Dude this is awesome! I’ve been looking for something like your narrative-historical theology. It really captures a lot of the different ways I’ve been thinking about scripture in the past couple of years.
A couple questions:
What do you think of the idea that story and narrative are not the same thing? I think a lot of literary thinkers make this distinction in that story is a wider meaning making enterprise, whereas narrative is a subset of “story”?
Also, what do you think of the argument that history is also a subset of story? I think it was Milton Meltzer that argued that history is a type of collective memory and meaning making practice that helped us to locate and make sense of our current experiences.

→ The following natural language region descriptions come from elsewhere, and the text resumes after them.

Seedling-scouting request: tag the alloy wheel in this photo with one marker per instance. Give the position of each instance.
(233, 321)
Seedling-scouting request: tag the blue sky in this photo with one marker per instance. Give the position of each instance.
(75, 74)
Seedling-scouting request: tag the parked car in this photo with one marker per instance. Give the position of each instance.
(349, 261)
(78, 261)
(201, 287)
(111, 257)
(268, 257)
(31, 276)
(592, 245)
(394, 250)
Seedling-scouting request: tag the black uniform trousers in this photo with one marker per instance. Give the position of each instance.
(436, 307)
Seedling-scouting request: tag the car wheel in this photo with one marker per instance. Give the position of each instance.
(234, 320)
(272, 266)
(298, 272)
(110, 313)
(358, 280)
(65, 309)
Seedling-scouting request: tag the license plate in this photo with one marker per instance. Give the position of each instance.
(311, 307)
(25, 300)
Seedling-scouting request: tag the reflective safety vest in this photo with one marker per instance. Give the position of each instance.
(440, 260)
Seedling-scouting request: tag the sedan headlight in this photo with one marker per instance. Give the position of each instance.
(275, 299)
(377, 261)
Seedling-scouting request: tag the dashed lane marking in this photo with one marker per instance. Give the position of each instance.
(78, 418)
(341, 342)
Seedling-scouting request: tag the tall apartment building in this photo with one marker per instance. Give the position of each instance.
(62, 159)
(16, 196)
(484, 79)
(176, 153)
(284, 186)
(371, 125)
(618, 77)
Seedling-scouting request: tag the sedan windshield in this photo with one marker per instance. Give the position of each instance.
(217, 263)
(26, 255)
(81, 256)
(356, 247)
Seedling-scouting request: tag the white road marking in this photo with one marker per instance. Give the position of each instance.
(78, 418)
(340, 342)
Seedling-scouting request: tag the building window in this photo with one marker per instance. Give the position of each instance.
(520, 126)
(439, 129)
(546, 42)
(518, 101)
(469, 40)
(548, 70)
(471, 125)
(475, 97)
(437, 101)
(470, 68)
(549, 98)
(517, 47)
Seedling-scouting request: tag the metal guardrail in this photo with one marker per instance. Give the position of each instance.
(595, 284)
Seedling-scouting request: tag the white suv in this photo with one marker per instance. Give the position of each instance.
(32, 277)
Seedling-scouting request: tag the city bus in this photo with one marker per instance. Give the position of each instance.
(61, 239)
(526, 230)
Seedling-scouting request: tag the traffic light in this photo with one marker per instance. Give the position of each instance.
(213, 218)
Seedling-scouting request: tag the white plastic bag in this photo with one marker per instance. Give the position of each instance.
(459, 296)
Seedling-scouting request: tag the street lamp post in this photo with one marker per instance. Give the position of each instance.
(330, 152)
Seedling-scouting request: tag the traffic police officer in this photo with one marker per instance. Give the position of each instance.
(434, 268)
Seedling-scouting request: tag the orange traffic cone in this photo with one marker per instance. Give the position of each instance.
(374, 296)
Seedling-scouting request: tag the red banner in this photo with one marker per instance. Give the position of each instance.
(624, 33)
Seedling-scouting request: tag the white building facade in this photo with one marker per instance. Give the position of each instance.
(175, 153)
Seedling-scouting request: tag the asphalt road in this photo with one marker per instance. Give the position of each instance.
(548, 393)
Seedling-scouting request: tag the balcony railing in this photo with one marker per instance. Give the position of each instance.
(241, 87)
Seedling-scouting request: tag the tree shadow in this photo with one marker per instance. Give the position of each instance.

Could it be possible that both “narrative” and “historical” are subsets of “story”? If so, could your narrative-historical theology be called simply “story theology”?
@Daniel Lowe:
Thank you, Daniel.
1. This may just be a matter of personal preference. Because “narrative” is the more “technical” term (to my ear), I’m inclined to give it the “wider meaning making” sense, keeping “story” for the individual stories that are told within it. But I also tend to alternate between the two indiscriminately for stylistic variation.
2. I’m reluctant to subordinate history to story/narrative. There’s a good reason for doing so—there is no history apart from historiography. But I think it’s important that we retain some sense of the continuity between the historical experience of the biblical communities and our own historical experience. So “narrative-historical” is my way of maintaining that tension.